Workawayxx · 06/11/2023 15:04

So sorry for your poor ds. It sounds like he needs some help to unpick the trauma of the past bullying as well as helping with strategies. Can you go to the gp and ask about some counselling/therapy help? I’m sure there’s a ridiculous waiting list but maybe good to get on it at least.

I have a ds in year 7 who considers himself quite cool (not that he’d use that word 🤣) and he does scouts and is quite proud of it, he certainly doesn’t hide it from friends and it’s great as he interacts with different kids than who he’s friends with at school. So I’d definitely recommend it. They’re also in patrols with older kids which I think is helpful in creating a bit of monitoring as well as mentoring. They play games as well as doing activities so there’s something to focus on without needing to be chatty.

NeedToChangeName · 07/11/2023 15:37

@LolleePopp has this thread been helpful? I hope so. I think you've had lots of good advice

Blondeshavemorefun · 07/11/2023 16:45

Hopefully the first thing @LolleePopp will do is get a cheap phone /sim

Then get some numbers and hopefully text to meet up

WitcheryDivine · 07/11/2023 17:22

This sounds just like a relative of mine. Now an adult, he would call himself autistic even though he's not had a diagnosis.

I think it just made it harder for him to understand the "rules" of secondary school - and they're hard enough anyway.

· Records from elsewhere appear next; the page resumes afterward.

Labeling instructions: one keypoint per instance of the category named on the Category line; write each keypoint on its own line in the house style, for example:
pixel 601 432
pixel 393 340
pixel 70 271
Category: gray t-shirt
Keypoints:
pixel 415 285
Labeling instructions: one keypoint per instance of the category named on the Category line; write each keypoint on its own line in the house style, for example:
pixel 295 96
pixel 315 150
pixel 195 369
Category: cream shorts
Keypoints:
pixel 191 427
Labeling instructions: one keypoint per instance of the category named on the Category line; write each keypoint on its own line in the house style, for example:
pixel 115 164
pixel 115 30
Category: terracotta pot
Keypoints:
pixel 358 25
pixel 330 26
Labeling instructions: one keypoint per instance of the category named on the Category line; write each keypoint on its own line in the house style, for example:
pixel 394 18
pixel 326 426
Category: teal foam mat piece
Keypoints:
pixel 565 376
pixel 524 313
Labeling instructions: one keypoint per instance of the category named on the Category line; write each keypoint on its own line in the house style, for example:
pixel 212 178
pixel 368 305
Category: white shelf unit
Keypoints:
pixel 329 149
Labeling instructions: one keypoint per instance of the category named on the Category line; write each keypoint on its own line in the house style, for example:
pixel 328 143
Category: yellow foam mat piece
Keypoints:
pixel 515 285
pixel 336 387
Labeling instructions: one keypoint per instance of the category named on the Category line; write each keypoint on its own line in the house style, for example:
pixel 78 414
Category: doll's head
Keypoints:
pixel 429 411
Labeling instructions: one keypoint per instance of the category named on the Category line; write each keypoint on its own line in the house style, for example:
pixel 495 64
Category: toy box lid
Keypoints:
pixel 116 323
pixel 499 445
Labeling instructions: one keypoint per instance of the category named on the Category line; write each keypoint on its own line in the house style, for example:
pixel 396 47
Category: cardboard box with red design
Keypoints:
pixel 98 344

As for things like scouts, or even chess club or anime club or salsa dancing or ANYTHING - if he's a target for bullying anyway, people will bully him for going, yes. But avoiding doing things doesn't fend off the bullying. I'm afraid if it's not being bullied for going to scouts it's being bullied for having no friends or having a weirdly shaped neck or a funny surname or a different bag or answering a question in class, or NOT answering a question in class. So there is NO POINT avoiding having fun or getting involved, it won't solve the issue. Please advocate for him to do music, scouts, anything that he fancies he should try it.

The way your son needs to learn to deal with it is to be utterly unphased by any stupid shit other kids say about him. It needs to just be noise to him. He needs to genuinely see it (or at least convincingly fake it) as if the people saying things are boring and a bit weird. If they say he's poor because he doesn't have a phone, he needs to be able to shrug it off, or say "so?" or "why do you care so much about whether I've got a phone?" and kind of weather it out. (Not hunch, look crushed, get angry or cry.) I've seen this kind of behaviour work, I think because it removes the "fuel" from the bullies. There's nothing for them to work with.